Reports on the company’s plan to hold an IPO first surfaced in March 2013, when Nexteer was said to be aiming to raise around $500 million. A report published two weeks ago said the targeted amount was at $400 million.
Nexteer was originally part of Delphi Corp.'s spinoff from General Motors in 1999. However, the company went back to GM after Delphi succumbed to Chapter 11 bankruptcy. GM sold Nexteer in 2010 to Pacific Century Motors, a firm backed by the Beijing municipal government. China’s largest aerospace company, Aviation Industry Corp., currently owns 51 percent of Nexteer through unit AVIC Automobile Industry Holding Co.
Headquartered in Auburn Hills, Michigan, Nexteer Automotive is an automotive parts supplier specializing in the manufacture of steering and driveline products. Its original predecessor was Jackson, Wilcox and Church, founded more than 100 years ago in 1906 and selling the so-called Jacox gear. Buick purchased Jackson, Wilcox and Church in 1909 and transferred its ownership parent General Motors as the Jackson, Church and Wilcox Division.
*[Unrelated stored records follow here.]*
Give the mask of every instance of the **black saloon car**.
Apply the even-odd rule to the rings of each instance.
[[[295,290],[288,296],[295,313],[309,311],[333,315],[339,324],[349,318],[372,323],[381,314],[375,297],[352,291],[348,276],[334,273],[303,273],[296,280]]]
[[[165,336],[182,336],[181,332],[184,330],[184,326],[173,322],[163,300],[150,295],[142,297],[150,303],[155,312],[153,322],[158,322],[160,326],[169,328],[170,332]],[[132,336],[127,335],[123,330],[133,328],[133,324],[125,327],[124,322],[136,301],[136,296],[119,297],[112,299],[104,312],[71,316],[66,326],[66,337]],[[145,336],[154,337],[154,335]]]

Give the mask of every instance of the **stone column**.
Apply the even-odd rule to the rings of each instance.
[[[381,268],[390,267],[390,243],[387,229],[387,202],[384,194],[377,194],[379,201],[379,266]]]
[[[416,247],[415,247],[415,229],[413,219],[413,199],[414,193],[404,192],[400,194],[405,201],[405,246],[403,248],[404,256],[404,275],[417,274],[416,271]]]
The Jackson, Church and Wilcox Division was renamed as Saginaw Product Company in 1919 and as Saginaw Steering Gear Division in 1928. Two years lated in 1930, Jacox trade name was changed to Saginaw. The division from renamed in 1985 to as the Saginaw Division, which was then grouped with other GM component units into Automotive Components Group. This Automotive Components Group was spun off from GM into Delphi Automotive and the Saginaw Division was renamed Delphi Steering.
Delphi then filed for Chapter 11 bankruptcy protection on October 10, 2005.This lengthy bankruptcy proceeding saw GM through subsidiary GM Global Steering Holdings LLC, purchased Delphi Steering in 2009. Delphi Steering was then renamed as Nexteer Automotive. Following agreements with union, GM moved to prepare Nexteer for sale, since the company Nexteer had multiple customers besides the carmaker.
In November 2009, the Michigan Economic Growth Authority provided a $70.7 million state tax credit over 10 years to Nexteer, which announced in December 2009 plans to invest $400 million across the board. GM sold Nexteer to Pacific Century Motors on November, 2010 and the Nexteer was broken up into two separate companies.